The information gained will guide future management decisions. Funding was supplied through grants from Idaho, Oregon and Nevada Wild Sheep Foundation chapters and a $40,000 Grant in Aid from the national Wild Sheep Foundation. Idaho Wild Sheep Foundation donated $39,000 to the benefit of the California bighorn sheep of the Owyhee Front and Jack’s Creek.

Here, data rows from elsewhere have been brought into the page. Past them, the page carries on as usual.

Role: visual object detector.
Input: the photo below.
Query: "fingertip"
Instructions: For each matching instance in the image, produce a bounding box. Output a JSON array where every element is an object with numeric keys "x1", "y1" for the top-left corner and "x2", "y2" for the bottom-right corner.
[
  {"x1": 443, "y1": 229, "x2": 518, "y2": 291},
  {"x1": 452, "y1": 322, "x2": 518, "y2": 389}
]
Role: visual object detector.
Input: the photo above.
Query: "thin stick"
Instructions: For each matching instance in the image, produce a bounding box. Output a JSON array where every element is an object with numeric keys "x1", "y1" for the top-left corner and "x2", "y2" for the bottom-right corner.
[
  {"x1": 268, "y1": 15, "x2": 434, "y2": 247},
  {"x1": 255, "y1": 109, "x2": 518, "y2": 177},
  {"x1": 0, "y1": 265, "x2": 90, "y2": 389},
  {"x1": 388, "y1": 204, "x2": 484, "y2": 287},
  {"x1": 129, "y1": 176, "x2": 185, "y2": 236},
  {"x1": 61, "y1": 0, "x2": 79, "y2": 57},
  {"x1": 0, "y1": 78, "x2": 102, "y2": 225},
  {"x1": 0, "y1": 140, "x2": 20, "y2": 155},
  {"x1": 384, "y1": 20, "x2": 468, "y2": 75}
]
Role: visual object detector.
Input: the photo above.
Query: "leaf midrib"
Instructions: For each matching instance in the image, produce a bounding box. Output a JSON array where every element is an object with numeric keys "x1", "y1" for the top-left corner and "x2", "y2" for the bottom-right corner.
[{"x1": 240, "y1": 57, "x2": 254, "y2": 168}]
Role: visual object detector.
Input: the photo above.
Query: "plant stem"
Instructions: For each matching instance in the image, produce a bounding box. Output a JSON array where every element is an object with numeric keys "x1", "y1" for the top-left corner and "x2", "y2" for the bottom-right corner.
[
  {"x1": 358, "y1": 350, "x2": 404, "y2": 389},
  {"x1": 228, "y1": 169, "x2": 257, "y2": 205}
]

Importantly, the ION partnership, founded in March 2022, has established a venue for the Idaho, Oregon and Nevada Wild Sheep Foundation chapters to work in collaboration with our respective state wildlife management agencies and federal land managers to benefit these California bighorns that range across multiple jurisdictions. The partnership facilitates communication, brainstorms ideas and coordinates action on the ground in wild sheep country.